Fifteen years ago today, on Thursday, July 10, 2008, Apple launched the iPhone App Store. And we launched the first app we ever built which could fit in your pocket, OmniFocus for iPhone.
We saw our app go live at 3am, and at 3:45am we excitedly sent out a press release. At 7:38am, the Top Apps list was showing:
- Super Monkey Ball
- MLB.com At Bat
- Cro-Mag Rally
- Texas Hold’em
- Bomberman Touch
- Moto Racer
- Bejeweled 2
Imagine our amazement to see OmniFocus at #7 on the list—the only productivity app in the top ten! By 9am, more of our team were in the office and by 10am we’d accidentally sent a few more copies of our press release. (Can you tell we’d been pulling all-nighters?)

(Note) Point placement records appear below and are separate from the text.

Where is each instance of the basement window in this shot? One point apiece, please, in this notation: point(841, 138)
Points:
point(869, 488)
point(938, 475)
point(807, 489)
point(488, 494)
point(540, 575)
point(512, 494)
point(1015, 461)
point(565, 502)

At 10:25am, I received congratulatory email asking if I’d noticed that OmniFocus was the 3rd most popular paid app in the App Store. I thanked them for letting me know, and noted there were a lot of smiles around Omni that day!
That weekend saw the launch of the iPhone 3G with the App Store, and 11,000 people bought OmniFocus that first weekend alone.

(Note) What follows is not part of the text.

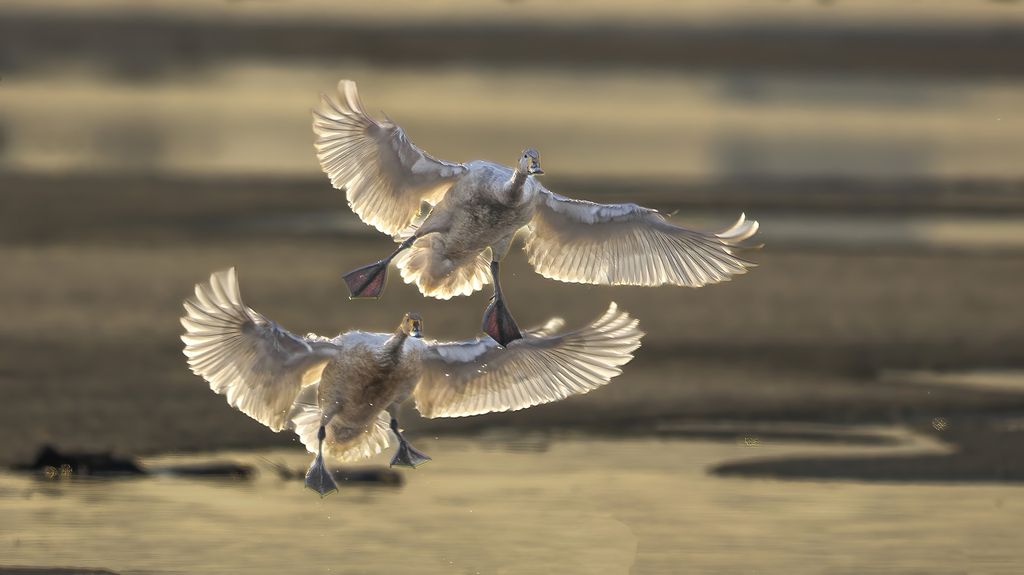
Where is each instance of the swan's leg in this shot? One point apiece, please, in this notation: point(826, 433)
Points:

We thought it was important to get our app out to the press for review, and in the past we’d always done that by sending out free “Not For Resale” copies of our apps. We had press asking us for demo copies—but the App Store was an adaptation of the iTunes Music Store. At its launch, there weren’t any mechanisms for free copies of paid apps: no promo codes, no TestFlight, no trials or in-app purchases. What to do? The next morning, we went to the local Apple Store, bought a bunch of iTunes gift cards matching the price of our app, scratched the backs of each one to get at their codes, and then emailed out all those codes to potential reviewers. (Linda wrote, “Ask me how fun it is scratching off gift cards to get at the codes! SO FUN!”)

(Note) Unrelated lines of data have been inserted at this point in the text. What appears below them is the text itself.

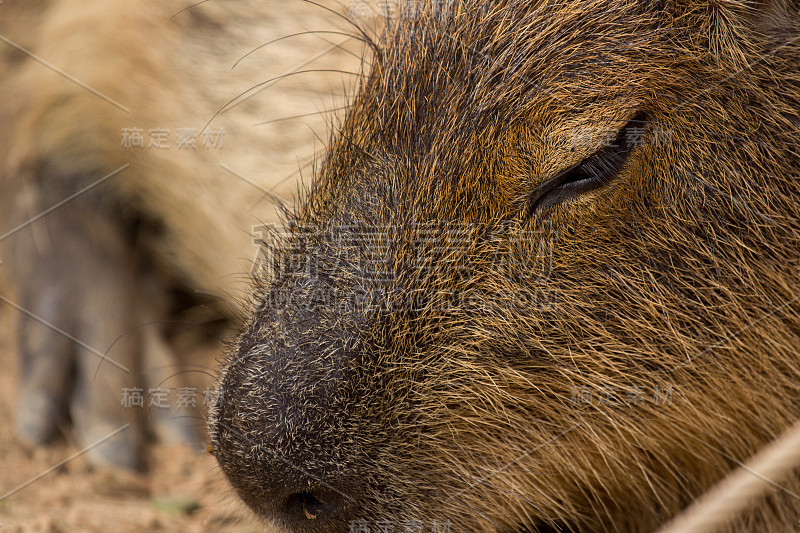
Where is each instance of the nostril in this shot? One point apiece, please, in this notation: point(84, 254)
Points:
point(305, 504)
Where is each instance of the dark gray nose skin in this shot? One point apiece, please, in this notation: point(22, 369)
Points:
point(284, 426)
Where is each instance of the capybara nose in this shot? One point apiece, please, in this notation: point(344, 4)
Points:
point(283, 433)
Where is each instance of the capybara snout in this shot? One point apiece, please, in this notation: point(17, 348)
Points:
point(550, 279)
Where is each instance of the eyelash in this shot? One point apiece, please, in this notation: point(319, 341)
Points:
point(594, 172)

It might not have been fun, but it worked! We got our app into the hands of reviewers, who helped get the word out about our new app. (One of those reviewers thanked us and said, “For what it’s worth, you’re the first to solve the ‘how do we do an NFR from the iTunes store’ dilemma.”) And, fortunately, Apple soon contacted us and asked if they could include a demo copy of OmniFocus on their demo iPhones at the Apple Store—and of course our answer was “Absolutely!”
Tens of thousands of developers applied to develop apps for the launch of the iPhone App Store. We were fortunate to be one of the 4,000+ whose applications were accepted, and to be able (with a lot of effort) to ship one of the 500 apps which were ready on launch day—the app which became the #1 top-selling productivity app for the opening weekend of the App Store.
We may not be pulling all-nighters anymore (thank goodness!), but we’re still as passionate as ever about building productivity apps to serve as bicycles for the mind. It’s amazing to see how much more capable these pocket devices have become over the past 15 years later, enabling a great new upgrade for OmniFocus which is in TestFlight now (at TestFlight’s capacity limit of 10,000 testers). This time we won’t have to scratch gift cards, and this time we can ship OmniFocus 4 across Mac, iPad, iPhone, and Apple Watch simultaneously. We look forward to sharing it with you all later this year!